II. SCISSORS METHOD.

We will now return to the consideration of the second school in which scissors were introduced through a previously made corneal section and a free incision was made in the iris-membrane, or a portion of the membrane excised.

Fig. 17.—Wenzel’s cataract knife, and method of incision (after Mackenzie).

Janin,[11] in 1768, having abandoned the procedure of Cheselden, proposed a new method. He incised the cornea below as for cataract extraction, and raised the corneal lip with a spatula while he introduced a pair of curved scissors, the lower blade of which was pointed. He plunged this sharp blade through the iris-membrane, and with a single vertical cut made a crescentic pupil which gaped sufficiently for visual purposes. As this is the first known description of iridotomy by the scissors method it is probable that Janin was the originator of this procedure.

Wenzel,[23] in 1786, employed a different method. With a lance-shaped cataract knife he entered the cornea, dipped through the iris-membrane, returned to the anterior chamber, and continuing to cut made a counter-puncture on the opposite side of the cornea, following which he completed his cataract incision. This gave a semilunar flap of iris tissue which could easily be excised by scissors passed through the large corneal opening (Fig. [17]).

Fig. 18.—Maunoir’s scissors.

Fig. 19.—V-shaped iridotomy with scissors (Maunoir).

Fig. 20.—Parallelogram pupil (Maunoir).

Maunoir,[24] in 1802, took up the method of Janin, with the object of improving it. He made an incision near the corneal margin, through which he introduced a pair of long, thin, angular scissors of his own design (Fig. [18]), one blade of which was sharp-pointed like a lancet, and the other button-pointed like a probe. The iris-membrane was then punctured by the sharp blade at about the natural location of the pupil, and an incision executed toward the ciliary margin of the iris. Finding that this single incision did not always succeed,[25] he subsequently improved this method by making a second incision from the pupillary area toward the iris margin, in the line of the radiating iris fibers, thus making a divergent V (Fig. [19]). This triangular flap was then allowed to shrink back, or if too stiff, was drawn out and excised. The resultant pupil assumed the shape either of a triangle, a parallelogram (Fig. [20]), or a crescent (Fig. [21]). He always made his incision parallel with the radiating fibers of the iris and across the circular fibers.

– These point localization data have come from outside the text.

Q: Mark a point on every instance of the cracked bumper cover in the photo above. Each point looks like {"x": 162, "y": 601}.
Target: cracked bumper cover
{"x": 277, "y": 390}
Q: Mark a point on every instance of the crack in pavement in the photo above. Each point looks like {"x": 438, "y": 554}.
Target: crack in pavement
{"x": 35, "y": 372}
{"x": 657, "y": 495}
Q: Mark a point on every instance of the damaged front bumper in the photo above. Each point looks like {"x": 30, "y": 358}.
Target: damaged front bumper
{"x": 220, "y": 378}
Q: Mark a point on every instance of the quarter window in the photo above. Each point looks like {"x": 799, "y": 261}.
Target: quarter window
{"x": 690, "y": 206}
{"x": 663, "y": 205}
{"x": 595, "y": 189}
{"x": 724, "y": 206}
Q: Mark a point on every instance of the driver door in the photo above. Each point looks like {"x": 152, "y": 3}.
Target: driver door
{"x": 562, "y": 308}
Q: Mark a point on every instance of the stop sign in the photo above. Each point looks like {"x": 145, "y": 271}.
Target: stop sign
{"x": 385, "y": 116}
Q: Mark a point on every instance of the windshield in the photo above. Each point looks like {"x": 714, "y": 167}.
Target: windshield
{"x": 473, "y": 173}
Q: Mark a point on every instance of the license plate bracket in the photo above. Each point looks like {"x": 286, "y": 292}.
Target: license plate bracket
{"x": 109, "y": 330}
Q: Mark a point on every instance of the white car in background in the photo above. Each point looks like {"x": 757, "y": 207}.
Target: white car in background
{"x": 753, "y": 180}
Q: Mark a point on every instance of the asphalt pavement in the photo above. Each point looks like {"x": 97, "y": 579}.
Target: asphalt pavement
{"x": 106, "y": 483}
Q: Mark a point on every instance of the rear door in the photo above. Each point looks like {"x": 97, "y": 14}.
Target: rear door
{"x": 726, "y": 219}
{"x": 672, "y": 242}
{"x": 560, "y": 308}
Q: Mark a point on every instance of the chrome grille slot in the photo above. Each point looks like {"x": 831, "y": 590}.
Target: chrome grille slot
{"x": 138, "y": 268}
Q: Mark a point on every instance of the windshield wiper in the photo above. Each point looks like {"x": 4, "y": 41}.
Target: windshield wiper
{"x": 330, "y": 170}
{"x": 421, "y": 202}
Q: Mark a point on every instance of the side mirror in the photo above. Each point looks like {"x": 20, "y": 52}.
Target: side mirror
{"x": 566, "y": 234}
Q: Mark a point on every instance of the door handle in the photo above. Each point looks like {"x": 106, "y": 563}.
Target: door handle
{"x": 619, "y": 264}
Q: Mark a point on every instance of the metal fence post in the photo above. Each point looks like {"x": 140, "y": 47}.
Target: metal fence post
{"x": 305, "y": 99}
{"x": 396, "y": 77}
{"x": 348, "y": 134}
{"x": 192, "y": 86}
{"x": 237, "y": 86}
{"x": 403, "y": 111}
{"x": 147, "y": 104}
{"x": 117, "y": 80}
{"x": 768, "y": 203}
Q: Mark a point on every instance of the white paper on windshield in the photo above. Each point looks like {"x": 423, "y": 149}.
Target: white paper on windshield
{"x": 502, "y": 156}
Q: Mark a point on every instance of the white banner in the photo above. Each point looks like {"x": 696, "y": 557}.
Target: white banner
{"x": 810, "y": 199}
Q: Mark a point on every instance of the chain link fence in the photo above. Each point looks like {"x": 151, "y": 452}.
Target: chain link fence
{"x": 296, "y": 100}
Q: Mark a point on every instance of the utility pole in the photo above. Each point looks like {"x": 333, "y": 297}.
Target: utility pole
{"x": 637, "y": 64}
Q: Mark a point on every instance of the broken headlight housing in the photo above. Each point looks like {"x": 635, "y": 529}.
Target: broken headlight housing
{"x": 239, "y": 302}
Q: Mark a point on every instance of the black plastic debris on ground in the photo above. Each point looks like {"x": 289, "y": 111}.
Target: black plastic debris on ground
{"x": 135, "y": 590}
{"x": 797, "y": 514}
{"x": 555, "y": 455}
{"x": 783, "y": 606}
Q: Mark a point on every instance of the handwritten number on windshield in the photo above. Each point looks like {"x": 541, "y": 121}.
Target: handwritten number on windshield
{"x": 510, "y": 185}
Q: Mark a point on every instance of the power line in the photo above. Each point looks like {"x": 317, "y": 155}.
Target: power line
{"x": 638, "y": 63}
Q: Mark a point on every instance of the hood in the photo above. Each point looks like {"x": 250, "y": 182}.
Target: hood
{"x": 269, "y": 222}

Fig. 21.—Crescent pupil (Maunoir).

Scarpa,[16] in 1818, having abandoned his own method of iridodialysis as wholly unsatisfactory, adopted Maunoir’s procedure with enthusiasm, chiefly because he had by a friendly correspondence[25] personally encouraged Maunoir with advice and suggestion during its development. He indorsed Maunoir’s plan of a double incision when he stated his conviction that “experience has proved that in order to obtain, with the most absolute certainty, a permanent artificial pupil, it is necessary to make two incisions in the iris so as to form a triangular flap in the membrane, in the form of a letter V, the apex being precisely in the center of the iris and the base near the great margin.” Some have claimed that Scarpa himself originated the V-shaped incision, but he gives Maunoir full credit for its successful accomplishment, although he does suggest some additional indications for its practical application.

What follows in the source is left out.